On a recent pentest I came across a fun vulnerability that took me down a rabbit hole and I am dragging you with me! As always, I was using Firefox, burp pro, and a slim docker image of kali. While doing stuff burp pointed out that it saw base64 encoded data in a post request. Then it started giving false positives on java deserialization issues in a __VSX post var.









First its Apache commons collections, beanutils, then java 8. I knew none of this could be true as it’s not a java project, but just to be on the safe side I loaded up ysoserial and ran a few tests, with nothing to show. I was however seeing error messages in the responses that was telling me .NET deserialization was happening.

Error: System.ArgumentException: The serialized data is invalid.
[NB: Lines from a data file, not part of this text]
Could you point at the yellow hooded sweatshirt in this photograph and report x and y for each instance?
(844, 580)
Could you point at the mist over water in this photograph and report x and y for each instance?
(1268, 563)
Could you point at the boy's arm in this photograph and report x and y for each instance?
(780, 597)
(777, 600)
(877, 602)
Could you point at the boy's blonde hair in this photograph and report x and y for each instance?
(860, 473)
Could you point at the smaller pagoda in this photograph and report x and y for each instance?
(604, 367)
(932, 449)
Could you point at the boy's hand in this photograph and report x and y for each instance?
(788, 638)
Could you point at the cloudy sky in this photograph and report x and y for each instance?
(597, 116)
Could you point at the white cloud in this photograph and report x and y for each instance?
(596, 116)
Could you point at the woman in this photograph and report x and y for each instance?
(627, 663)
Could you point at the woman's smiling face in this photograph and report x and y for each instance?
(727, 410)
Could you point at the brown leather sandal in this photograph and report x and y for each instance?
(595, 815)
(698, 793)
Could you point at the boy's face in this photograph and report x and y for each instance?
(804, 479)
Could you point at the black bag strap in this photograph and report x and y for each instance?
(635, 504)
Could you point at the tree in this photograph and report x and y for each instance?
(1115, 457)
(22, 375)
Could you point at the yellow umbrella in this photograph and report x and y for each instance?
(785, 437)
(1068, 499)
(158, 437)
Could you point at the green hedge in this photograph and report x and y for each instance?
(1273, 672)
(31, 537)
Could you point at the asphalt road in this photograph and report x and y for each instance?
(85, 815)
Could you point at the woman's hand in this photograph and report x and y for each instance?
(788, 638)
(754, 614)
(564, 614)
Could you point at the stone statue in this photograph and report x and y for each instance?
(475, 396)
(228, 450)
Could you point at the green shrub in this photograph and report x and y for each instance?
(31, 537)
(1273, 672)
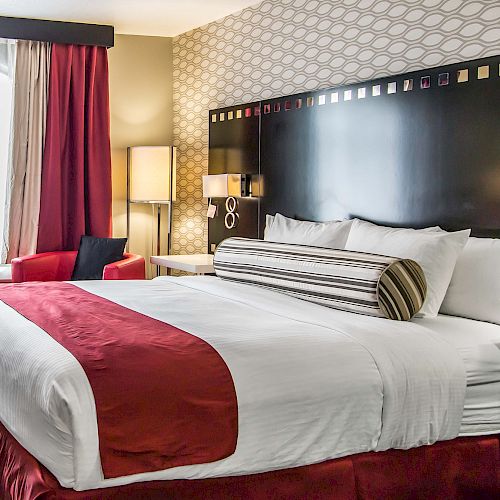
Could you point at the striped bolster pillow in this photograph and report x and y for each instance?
(351, 281)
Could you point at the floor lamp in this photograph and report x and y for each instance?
(151, 179)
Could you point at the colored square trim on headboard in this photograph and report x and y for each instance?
(411, 150)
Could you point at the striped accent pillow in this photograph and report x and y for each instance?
(351, 281)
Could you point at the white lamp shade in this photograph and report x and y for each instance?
(221, 185)
(152, 171)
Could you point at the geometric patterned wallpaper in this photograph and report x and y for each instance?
(282, 47)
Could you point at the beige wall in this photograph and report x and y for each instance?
(140, 81)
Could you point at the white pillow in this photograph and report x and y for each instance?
(281, 229)
(474, 291)
(436, 252)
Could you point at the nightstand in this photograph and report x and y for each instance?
(199, 263)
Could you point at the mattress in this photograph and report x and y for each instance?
(478, 344)
(292, 362)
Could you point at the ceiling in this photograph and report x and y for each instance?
(135, 17)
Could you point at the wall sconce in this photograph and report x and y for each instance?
(230, 186)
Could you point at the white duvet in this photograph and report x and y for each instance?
(312, 383)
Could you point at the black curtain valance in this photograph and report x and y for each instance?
(57, 31)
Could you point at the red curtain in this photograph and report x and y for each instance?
(76, 171)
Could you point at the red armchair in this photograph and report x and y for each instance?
(58, 266)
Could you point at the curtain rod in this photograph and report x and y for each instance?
(57, 31)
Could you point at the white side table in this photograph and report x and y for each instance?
(199, 263)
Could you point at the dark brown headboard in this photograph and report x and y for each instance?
(425, 156)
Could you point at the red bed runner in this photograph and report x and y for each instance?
(164, 397)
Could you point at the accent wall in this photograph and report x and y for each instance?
(282, 47)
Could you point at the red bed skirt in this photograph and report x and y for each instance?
(465, 468)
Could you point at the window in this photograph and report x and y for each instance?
(6, 92)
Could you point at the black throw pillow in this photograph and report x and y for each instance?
(95, 253)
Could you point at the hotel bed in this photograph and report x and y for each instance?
(312, 383)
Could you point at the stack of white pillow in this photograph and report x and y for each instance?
(462, 273)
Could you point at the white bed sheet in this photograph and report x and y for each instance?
(478, 344)
(311, 381)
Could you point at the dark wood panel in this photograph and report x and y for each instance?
(417, 158)
(56, 31)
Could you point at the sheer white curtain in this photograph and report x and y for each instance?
(7, 66)
(24, 168)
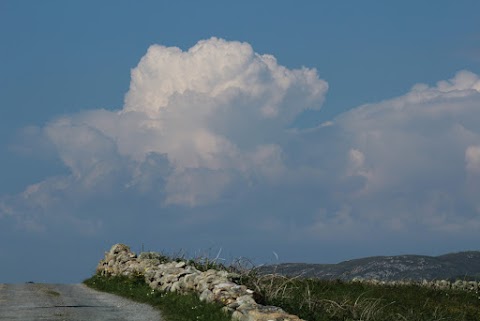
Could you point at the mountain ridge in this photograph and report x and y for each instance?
(456, 265)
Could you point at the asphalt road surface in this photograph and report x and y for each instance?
(68, 302)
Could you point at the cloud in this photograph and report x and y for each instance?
(204, 138)
(194, 124)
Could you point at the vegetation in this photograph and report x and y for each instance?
(310, 299)
(321, 300)
(174, 307)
So I got, what was thought to be valid serialized data, and attempted to decode it. Doing a base64 decode gave me gzip data, so I unzipped the data and was left with something that indeed looked like a .NET object.






Then I looked at YSoSerial.NET to help build payloads and I still needed to know what type of payload to use as it had many to choose from. Rather than brute force I wanted to verify what type of vuln I was looking at. So the framework seems to use secure viewstate functionality, because the burp extensions I was using for viewstate decoding was telling me that the view state data is secure, but this data was easily decoded and looked like page state type information. Also, the parameters name seemed to be  custom and the viewstate burp decoders would not be look for it. So, I had to find a way to ensure the __VSX param data was in fact valid viewstate data. I had to find a viewstate validator that takes individual input to verify I had viewstate data, luckily there are a number to choose from so that was easy. One thing most have in common is that they do not take gziped data, this was a little annoying. Doing all this allowed me to determine I need to use the TypeConfuseDelegate gadget chain and ObjectStateFormatter formatter to make payloads with YSoSerial.NET.
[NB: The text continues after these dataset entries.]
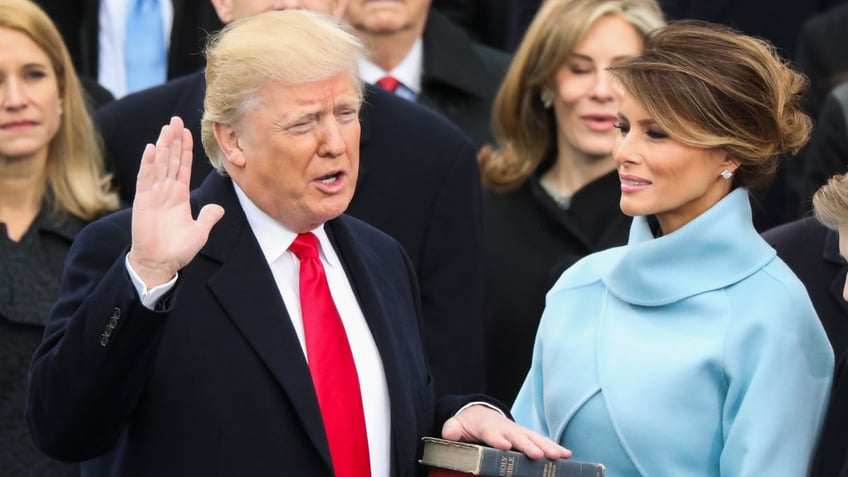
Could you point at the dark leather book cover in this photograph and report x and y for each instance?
(456, 459)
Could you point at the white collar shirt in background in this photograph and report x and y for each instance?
(408, 72)
(111, 72)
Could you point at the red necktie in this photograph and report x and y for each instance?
(388, 83)
(331, 365)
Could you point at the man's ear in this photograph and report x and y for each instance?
(339, 7)
(228, 141)
(224, 9)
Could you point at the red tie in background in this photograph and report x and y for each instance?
(331, 365)
(388, 83)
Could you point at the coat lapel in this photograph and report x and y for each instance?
(255, 304)
(357, 260)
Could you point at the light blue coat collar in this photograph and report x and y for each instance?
(716, 249)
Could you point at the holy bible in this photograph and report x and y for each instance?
(455, 459)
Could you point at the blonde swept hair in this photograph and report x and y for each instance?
(76, 181)
(830, 202)
(525, 131)
(288, 46)
(712, 87)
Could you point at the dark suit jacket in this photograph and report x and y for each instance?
(461, 77)
(214, 382)
(418, 182)
(818, 53)
(77, 20)
(779, 21)
(827, 152)
(497, 23)
(812, 252)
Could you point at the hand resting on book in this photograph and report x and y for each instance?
(482, 424)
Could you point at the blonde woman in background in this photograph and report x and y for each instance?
(551, 190)
(52, 183)
(693, 350)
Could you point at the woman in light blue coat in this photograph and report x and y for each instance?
(693, 350)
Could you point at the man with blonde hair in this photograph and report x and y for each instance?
(271, 334)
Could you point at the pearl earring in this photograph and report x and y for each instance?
(547, 97)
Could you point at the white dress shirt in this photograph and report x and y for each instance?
(408, 72)
(274, 240)
(112, 18)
I took the above and, debase64 encoded it, gzipped it, rebase64 encoded it, url encoded special chars, stuffed all that in the __VSX post param and submitted. Checked burp collaborator client window a few seconds later and had a connection from the applications systems that gave me the username being used on the system by the application. 

 W00t! 

Well almost, next steps would have been to get a full functional shell and priv esc. I didn’t have time to get that far, and I have already been detected at this point. I don’t know for sure if it was my playing around or the exploit itself, so given more time to hack with I might be able to get RCE undetected, we will never know.

I think this vuln exists because the devs needed special data pushed to the app that was not available in the cookie cute viewstate data functions, so they created their own with no regard to current viewstate protections. I don’t know if I will ever see anything like this again and it was beautiful!  

I have never come across anything like this, it was a challenge and pleasure for me to explore. Some of the tools and techniques used were new for me and this all took a few days to work out despite the condensed version above. I hope you enjoyed my blundering with this vulnerability, and I hope it helps you in some way. Happy hacking.